The metal hood was all lumpy with hammer dents and the trailing edge of the sheet metal was sharp so I covered it with a chunk of garden hose. Then I painted it -- ten, maybe fifteen coats of red paint. And took the old man to see my technological marvel. A modern super wonder car -- with soup can, totally worthless headlights.

One great thing about dads -- they can look directly at a total piece of crap their sons create without changing expression or losing their lunch.

"What are you going to name this baby, son?"

"Name it, sir?"

"Sure, this beauty has to have a name."

"Howabout the Red Rocket?"

"Sounds good to me. The Red Rocket she is."

We laughed about the Red Rocket for years.

On race day the old man rigged a roof rack on the old green Chevy. The Red Rocket was mounted on top. The night before I screwed two screen door handles on the front and rear so we could pick the monster up. The soap Box Derby rule guys made me take them off.

The official car inspector weighed and measured my car.

"Why the clock and pressure cooker gauge, son?"

"Makes it like a real car, sir"

"That it does." He didn't make me take them off.

When I looked at the other kids cars, one thing was evident; they made mine look like a piece of garbage. Those kids had cars that looked like they made by violin makers. Thin veneer, sanded, lacquered finish, padded seats, cable and turn buckle steering. They had cars that looked like miniature sloops. They were aerodynamically perfect. If they were made by kids, I'm either a monkey's uncle or East Tennessee was crawling with fifth grade cabinet making master Jitney design engineers.

I tried to talk the old man into loading my monster up and going home.

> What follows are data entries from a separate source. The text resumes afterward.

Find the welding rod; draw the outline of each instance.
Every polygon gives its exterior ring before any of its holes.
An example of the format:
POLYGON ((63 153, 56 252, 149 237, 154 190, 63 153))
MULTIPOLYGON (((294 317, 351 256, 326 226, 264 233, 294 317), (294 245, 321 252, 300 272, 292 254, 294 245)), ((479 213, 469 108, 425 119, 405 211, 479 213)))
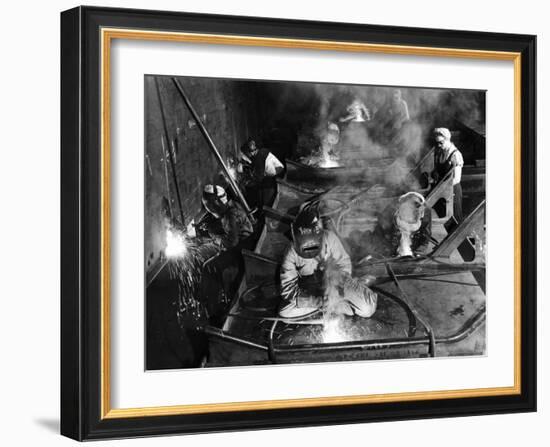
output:
POLYGON ((210 150, 212 151, 212 153, 214 154, 214 156, 218 160, 218 163, 221 165, 221 167, 224 171, 224 174, 227 177, 227 181, 229 182, 229 185, 231 186, 231 189, 233 190, 233 193, 237 196, 237 198, 239 199, 239 202, 241 202, 241 205, 244 207, 246 213, 251 214, 252 210, 250 209, 250 206, 248 205, 246 199, 244 198, 243 193, 239 189, 239 186, 237 185, 237 183, 235 182, 233 177, 231 177, 231 174, 229 173, 229 169, 227 169, 227 166, 225 165, 225 162, 223 161, 222 156, 220 155, 218 149, 216 148, 216 145, 212 141, 212 138, 210 138, 210 134, 206 130, 206 127, 204 126, 203 122, 201 121, 199 115, 197 114, 197 112, 193 108, 193 105, 189 101, 189 98, 185 94, 185 91, 183 90, 183 87, 181 86, 180 82, 176 78, 172 78, 172 81, 174 81, 174 85, 176 86, 176 89, 178 90, 179 94, 183 98, 183 101, 185 102, 185 105, 187 106, 187 108, 191 112, 191 115, 193 115, 193 119, 197 123, 197 126, 199 127, 199 130, 201 131, 202 136, 204 137, 204 139, 208 143, 208 147, 210 148, 210 150))
MULTIPOLYGON (((155 85, 157 87, 157 96, 159 100, 159 108, 160 108, 160 116, 162 118, 162 126, 164 128, 164 137, 166 138, 166 145, 168 147, 168 160, 170 161, 170 166, 172 168, 172 177, 174 180, 174 186, 176 188, 176 197, 178 199, 178 206, 180 209, 180 217, 181 217, 181 224, 185 225, 185 216, 183 214, 183 207, 181 206, 181 196, 180 196, 180 188, 178 186, 178 177, 176 175, 176 163, 174 161, 174 154, 172 154, 172 147, 170 144, 170 136, 168 134, 168 126, 166 125, 166 115, 164 114, 164 107, 162 106, 162 98, 160 96, 160 86, 158 82, 158 78, 155 78, 155 85)), ((165 150, 166 152, 166 150, 165 150)), ((164 154, 166 157, 166 154, 164 154)), ((168 192, 169 193, 169 192, 168 192)))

"Jeezus son you didn't do all this work to toss in the towel now ...quitting is the easiest thing to do in life. Always do your best ...bore in. You'd be surprised how damn good you feel for having tried. Never quit son. Little men quit at the sign of the first dark cloud on the horizon. The tough sonuvabitches go down swinging. You come from a long line of bastards too tough to rollover. Let's go rip off pieces of these prima donnas."

And so we did. I got a paper number and an assigned first run elimination heat in the late afternoon. The old man and the old green Chevy disappeared. He came back in 30 minutes with a small can of white paint and a little brush. "Paint 'Red Rocket' on her son. Let's let these kids know what they're up against." When they dropped the ramp at around two in the afternoon -- and the Red Rocket took off she had her name in white uneven raggedy letters painted on the side.

The Rocket had a short racing history -- about two minutes. The clothesline broke on the right side and the bent nails holding the front axle came loose. Couldn't hold her in my lane. Rolled up against the curb and the tip of my forward axle ran along the concrete curb sending up a shower of sparks. Did this for about a half a block until she dropped her left front wheel in a gutter grate.

We hauled her home and hung her up in the garage. Mom got cancer and died. We lost the house to medical bills and that included the garage and the Rocket. Never saw her again.

But I learned a lot. And when it was over me'n the old man used to laugh a lot about that old Jitney. Those damn soup cans added just the right touch. And the old man said, "Any sonuvabitch that saw that thing a mile away knew right away you made it all by yourself without any help. All those hammer dents and that pressure gauge were a dead giveaway".

The Red Rocket should have been called the Red Bottle Rocket -- or the Shooting Star cause that's about how long she lasted. But when all was said and done, I was the only kid in school that had an official Soap Box drivers shirt, a red plastic helmet and the memory of what it felt like to go four blocks down McCallie Avenue in an aerodynamic cinderblock and end up parked in a sewer grate.

Never got to Akron.

Still don't know where the hell Akron is.